Alors que la Tunisie est confrontée à l’un des défis climatiques les plus graves de son histoire moderne, la gestion de l’eau ne peut plus se faire aveuglément.
Pour répondre à l’urgence du stress hydrique, l’Institut national de recherche pour le développement durable (IRD) vient de lancer « l’Atlas des acteurs de l’eau en Tunisie ».
Il ne s’agit pas d’une simple carte interactive, mais d’un véritable outil numérique destiné à interconnecter tous ceux qui recherchent sur le terrain des solutions pour économiser les ressources du pays.
Urgence eau et mise en réseau
Développée dans le cadre du programme spécifique « Coop’eaux » lancé en 2025, cette plateforme est le fruit des travaux menés par le Dr Alexis Sierra et les équipes de l’IRD en Méditerranée.
Ce projet accompagne directement les acteurs qui œuvrent au quotidien pour préserver cette ressource vitale, avec un enjeu humain : décloisonner le travail en silo et déclencher une coopération immédiate.
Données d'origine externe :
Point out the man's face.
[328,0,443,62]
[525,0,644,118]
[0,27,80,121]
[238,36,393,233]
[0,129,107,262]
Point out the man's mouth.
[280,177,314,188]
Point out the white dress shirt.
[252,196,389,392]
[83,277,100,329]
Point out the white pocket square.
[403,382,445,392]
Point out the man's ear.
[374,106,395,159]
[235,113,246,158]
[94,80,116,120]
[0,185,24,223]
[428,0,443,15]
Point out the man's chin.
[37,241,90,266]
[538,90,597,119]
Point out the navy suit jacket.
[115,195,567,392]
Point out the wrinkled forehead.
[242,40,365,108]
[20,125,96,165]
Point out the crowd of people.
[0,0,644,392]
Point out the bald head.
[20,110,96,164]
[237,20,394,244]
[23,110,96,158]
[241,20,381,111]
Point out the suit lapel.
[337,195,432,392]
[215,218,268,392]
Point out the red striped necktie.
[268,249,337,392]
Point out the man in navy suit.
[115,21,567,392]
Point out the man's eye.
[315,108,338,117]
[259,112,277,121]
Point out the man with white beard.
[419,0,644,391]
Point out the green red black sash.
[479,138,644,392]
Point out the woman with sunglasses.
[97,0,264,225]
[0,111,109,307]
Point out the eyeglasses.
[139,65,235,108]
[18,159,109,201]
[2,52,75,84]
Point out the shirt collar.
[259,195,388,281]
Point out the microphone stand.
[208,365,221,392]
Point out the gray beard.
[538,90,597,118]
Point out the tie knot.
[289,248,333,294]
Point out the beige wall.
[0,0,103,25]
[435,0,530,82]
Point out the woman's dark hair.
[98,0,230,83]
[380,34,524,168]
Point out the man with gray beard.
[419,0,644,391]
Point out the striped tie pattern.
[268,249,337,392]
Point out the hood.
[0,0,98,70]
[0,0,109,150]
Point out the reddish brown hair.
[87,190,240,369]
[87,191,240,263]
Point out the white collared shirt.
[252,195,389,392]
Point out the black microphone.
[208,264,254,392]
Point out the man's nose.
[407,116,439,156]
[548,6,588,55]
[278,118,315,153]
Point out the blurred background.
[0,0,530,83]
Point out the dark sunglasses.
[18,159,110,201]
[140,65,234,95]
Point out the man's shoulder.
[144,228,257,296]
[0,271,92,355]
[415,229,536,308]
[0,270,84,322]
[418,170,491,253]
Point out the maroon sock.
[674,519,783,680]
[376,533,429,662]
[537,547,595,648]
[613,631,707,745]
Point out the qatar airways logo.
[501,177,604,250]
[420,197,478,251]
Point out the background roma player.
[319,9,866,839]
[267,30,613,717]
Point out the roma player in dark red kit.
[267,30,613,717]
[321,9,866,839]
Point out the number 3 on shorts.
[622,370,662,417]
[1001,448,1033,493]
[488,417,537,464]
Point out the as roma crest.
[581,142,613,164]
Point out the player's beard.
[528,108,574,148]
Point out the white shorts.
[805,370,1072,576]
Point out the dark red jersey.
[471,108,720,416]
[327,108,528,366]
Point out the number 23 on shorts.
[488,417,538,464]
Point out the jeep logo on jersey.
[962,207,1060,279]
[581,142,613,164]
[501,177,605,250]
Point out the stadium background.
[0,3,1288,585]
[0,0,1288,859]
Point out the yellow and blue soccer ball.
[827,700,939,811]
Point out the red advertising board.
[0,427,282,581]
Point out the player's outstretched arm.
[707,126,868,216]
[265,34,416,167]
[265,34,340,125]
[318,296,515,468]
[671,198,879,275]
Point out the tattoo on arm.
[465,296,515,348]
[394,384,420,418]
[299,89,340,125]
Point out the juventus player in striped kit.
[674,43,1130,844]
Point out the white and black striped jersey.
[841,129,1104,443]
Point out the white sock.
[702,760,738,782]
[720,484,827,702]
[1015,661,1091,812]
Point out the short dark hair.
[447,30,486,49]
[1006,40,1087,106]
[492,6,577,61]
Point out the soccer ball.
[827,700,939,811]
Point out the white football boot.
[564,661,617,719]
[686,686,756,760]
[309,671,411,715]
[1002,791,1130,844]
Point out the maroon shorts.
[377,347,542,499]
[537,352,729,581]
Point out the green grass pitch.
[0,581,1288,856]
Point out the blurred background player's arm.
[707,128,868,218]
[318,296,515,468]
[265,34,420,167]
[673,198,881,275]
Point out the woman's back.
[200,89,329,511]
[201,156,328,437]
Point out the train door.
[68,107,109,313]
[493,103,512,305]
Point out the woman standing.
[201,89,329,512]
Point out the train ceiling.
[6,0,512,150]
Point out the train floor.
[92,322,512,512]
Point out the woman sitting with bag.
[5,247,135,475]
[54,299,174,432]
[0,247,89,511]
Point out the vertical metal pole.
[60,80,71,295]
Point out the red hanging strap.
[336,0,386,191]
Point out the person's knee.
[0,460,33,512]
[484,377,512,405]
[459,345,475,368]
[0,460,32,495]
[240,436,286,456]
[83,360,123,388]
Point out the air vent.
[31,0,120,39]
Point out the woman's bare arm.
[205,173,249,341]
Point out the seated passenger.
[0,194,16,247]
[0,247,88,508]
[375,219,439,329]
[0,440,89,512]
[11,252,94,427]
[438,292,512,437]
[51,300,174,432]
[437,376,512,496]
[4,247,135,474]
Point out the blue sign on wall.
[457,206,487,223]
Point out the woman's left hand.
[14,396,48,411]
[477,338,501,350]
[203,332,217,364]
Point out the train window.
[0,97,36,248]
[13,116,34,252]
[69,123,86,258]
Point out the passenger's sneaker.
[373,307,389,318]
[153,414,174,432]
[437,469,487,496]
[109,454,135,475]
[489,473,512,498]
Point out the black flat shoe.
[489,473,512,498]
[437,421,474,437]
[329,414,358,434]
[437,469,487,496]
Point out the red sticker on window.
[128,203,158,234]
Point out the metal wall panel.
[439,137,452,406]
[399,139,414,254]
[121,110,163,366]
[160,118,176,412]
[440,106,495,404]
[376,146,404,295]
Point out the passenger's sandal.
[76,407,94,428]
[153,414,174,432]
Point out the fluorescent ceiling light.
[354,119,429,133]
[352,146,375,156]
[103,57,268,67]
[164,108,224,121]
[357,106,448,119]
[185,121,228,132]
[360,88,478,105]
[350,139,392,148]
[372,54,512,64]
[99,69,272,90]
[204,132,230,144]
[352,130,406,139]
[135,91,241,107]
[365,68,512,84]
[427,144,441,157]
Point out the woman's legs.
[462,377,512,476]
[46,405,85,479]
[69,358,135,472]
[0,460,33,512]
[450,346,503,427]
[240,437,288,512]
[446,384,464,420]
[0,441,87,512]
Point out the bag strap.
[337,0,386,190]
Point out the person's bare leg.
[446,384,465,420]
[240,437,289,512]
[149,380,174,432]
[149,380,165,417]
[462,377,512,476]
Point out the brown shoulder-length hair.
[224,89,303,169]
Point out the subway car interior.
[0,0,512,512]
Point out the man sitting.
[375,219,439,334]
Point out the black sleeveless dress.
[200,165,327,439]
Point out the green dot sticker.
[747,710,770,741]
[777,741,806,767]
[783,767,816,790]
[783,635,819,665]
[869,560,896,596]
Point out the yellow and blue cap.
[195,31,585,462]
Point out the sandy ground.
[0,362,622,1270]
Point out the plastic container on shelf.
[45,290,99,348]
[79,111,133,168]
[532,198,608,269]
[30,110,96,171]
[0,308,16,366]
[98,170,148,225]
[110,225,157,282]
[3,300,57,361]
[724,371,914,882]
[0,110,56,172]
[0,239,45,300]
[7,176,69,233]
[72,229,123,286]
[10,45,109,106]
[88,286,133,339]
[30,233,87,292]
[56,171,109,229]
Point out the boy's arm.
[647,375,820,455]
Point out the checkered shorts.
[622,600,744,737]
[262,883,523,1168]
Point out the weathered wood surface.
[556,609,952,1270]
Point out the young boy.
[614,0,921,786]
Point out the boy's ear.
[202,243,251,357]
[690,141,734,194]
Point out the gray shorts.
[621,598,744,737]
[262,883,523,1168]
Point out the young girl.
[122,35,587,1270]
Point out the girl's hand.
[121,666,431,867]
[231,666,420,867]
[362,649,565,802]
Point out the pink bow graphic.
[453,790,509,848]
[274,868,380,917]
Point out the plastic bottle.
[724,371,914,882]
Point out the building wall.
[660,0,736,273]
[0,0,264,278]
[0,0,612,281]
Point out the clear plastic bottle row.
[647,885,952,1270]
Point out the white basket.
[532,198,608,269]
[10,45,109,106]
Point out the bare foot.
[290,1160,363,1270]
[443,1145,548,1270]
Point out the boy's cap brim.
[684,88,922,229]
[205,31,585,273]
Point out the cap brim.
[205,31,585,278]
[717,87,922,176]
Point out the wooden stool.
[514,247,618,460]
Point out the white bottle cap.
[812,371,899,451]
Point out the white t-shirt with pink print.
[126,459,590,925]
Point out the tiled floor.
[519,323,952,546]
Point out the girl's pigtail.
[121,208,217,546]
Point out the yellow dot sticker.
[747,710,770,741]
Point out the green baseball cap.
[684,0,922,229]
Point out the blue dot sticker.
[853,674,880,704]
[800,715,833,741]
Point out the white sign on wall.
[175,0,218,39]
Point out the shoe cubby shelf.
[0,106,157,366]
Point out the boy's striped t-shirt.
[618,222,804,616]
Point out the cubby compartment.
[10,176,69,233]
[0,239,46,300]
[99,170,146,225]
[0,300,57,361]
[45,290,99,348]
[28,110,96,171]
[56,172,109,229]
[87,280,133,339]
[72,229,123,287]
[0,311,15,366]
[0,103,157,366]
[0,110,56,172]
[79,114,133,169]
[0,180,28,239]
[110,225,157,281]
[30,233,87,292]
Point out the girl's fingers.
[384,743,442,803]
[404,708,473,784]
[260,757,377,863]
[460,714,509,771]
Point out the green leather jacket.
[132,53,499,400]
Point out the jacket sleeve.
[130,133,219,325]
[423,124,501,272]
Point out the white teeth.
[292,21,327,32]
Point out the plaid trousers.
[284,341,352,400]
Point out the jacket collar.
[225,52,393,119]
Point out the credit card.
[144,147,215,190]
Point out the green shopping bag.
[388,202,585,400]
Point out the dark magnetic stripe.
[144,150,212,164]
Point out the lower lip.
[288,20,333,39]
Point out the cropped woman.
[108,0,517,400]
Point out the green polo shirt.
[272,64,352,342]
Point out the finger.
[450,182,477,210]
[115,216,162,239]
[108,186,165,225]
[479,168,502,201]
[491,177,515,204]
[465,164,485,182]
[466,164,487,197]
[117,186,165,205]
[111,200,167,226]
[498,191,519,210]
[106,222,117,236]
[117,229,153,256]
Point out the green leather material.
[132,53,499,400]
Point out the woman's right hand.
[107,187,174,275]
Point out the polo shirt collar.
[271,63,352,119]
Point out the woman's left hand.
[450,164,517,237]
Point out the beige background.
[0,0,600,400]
Sur le terrain, l’atlas permet à une jeune start-up ou à une association locale de trouver instantanément le chercheur ou l’établissement public indispensable à la réalisation d’un projet.
En cartographiant précisément qui fait quoi et où, l’outil offre une visibilité qui empêche plusieurs structures de mener les mêmes actions ou recherches dans leur coin sans jamais communiquer. Face à la gravité de la crise, cet atlas sert de guide d’aide à la décision pour une gestion de l’eau enfin partagée et durable.
Une carte ouverte à tous
Techniquement, cette carte en ligne géolocalise et identifie toutes les forces actives du secteur. La nouveauté majeure réside dans son ouverture : l’outil dépasse largement le cadre de l’administration publique.
Il rassemble sur une interface unique des ministères, des laboratoires de recherche scientifique, des associations de la société civile, des groupes de développement agricole et des acteurs privés comme des bureaux d’ingénierie et des start-up.
Présente en Tunisie depuis 1957, cette institution scientifique déploie son expertise dans une trentaine de pays dans le but de renforcer les capacités de l’enseignement supérieur et de la recherche chez ses partenaires.
Preuve de cet engagement partagé, l’institution publie plus de 1 300 articles scientifiques par an, dont 64 % sont des copublications signées main dans la main avec des chercheurs du Sud.